[ You are here: XTF -> Tag Reference -> crossQuery -> Query Parser Output Tags -> More Like This Tag ]

More Like This Tag

This tag specifies that XTF should locate documents "similar" to a given document, where many of the similarity parameters can be controlled. This tag has the form:

<moreLike  fields        = "FieldList"
          {boosts        = "BoostFactorList"}
          {minWordLen    = "MinWordLength"}
          {maxWordLen    = "MaxWordLength"}
          {minDocFreq    = "MinDocFrequency"}
          {maxDocFreq    = "MaxDocFrequency"}
          {minTermFreq   = "MinTermFrequency"}
          {termBoost     = "ShouldBoostTerms"}
          {maxQueryTerms = "MaxQueryTerms"}>
 
    DocumentQuery
 
</moreLike>
where
fields="FieldList" is a required attribute naming all of the fields that XTF should search for "interesting" terms. The field names may be separated by spaces, commas, semicolons, or pipe symbols "|". For best performance, this list should be kept relatively small, and concentrate on fields of most interest to users, such as title, author, subject, etc. Note that XTF currently does not support using the special field name text to search the full document text for interesting terms, and behavior is undefined if you specify this as a field name.
boosts="BoostFactorList" is an optional attribute specified exactly one boost factor for each field listed in the fields attribute. Each boost factor should be a non-negative decimal number, and is multiplied into the scoring for all terms from the given field. For example, a boost factor of 0.5 will reduce the score for terms by half, while a factor of 2.0 will double the score. In general, the boost factor is very useful in adjusting the weight that various fields have on selecting similar documents. For instance, if one decided that the title should be twice as important as author and subject, the fields attribute might be "title,author,subject" and the boosts attribute would be "2.0,1.0,1.0". If not specified, the boost factor for all fields in the fields list is set to 1.0.
minWordLen="MinWordLength" is an optional attribute that limits the length of terms from the source fields that will be considered for similarity matching.

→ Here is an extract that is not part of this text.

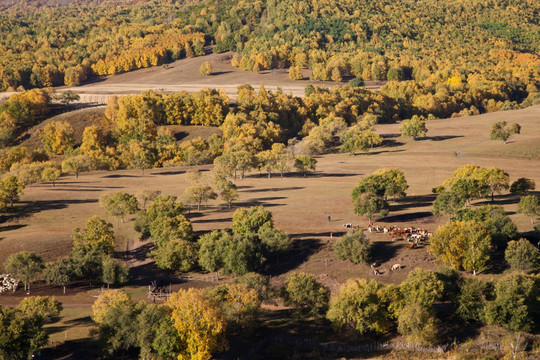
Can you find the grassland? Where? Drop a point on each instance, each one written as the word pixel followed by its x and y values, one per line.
pixel 43 220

Terms shorter than the specified number of characters will be disregarded. This can speed up processing and improve results by getting rid of useless words. If not specified, this attribute defaults to 4.
maxWordLen="MaxWordLength" is an optional attribute that limits the length of terms from the source fields will be considered for similarity matching. Terms longer than the specified number of characters will be disregarded. This can speed up processing and improve results by getting rid of useless words. If not specified, this attribute defaults to 12.
minDocFreq="MinDocFrequency" is an optional attribute that helps select which terms from source fields will be considered for similarity matching. In particular, terms that appear in fewer than the specified number of documents will be discarded. This can speed processing and improve results by discarding highly unusual terms. If not specified, this attribute defaults to 2.
maxDocFreq="MaxDocFrequency" is an optional attribute that helps select which terms from source fields will be considered for similarity matching. In particular, terms that appear in more than the specified number of documents will be discarded. This can speed processing and improve results by discarding very common terms. If not specified, this attribute defaults to -1, meaning that there is no limit at all.
minTermFreq="MinTermFrequency" is an optional attribute that helps select which terms from source fields will be considered for similarity matching. In particular, if the term occurs in the original field less than the specified number of times, it will be discarded. This can help choose more relevant terms by concentrating on those that are repeated in the field. If not specified, this attribute defaults to 1.
termBoost="ShouldBoostTerms" is an optional attribute controls whether the similarity engine should calculate and attach a boost factor to each term. This factor will be equal to the score that was calculated for that term, and serves to make more important terms select documents more specifically. In general, it's best to leave this at the default value, which is true.
maxQueryTerms="MaxQueryTerms" is an optional attribute that controls how many "interesting" terms are selected from the original document's fields. Generally, this should be chosen to balance speed (more terms take longer to process) vs. quality (more terms can result in higher quality results, up to a point.) If not specified, this attribute defaults to 10.
Within the moreLike tag, DocumentQuery is a normal XTF query that results in a single document. That document's fields will be scanned, and each term will be scored for "interestingness" subject to the attributes above. Those terms that rank highest will be combined into a new <orNear> query, and the results will be documents that are similar to the original document selected by DocumentQuery.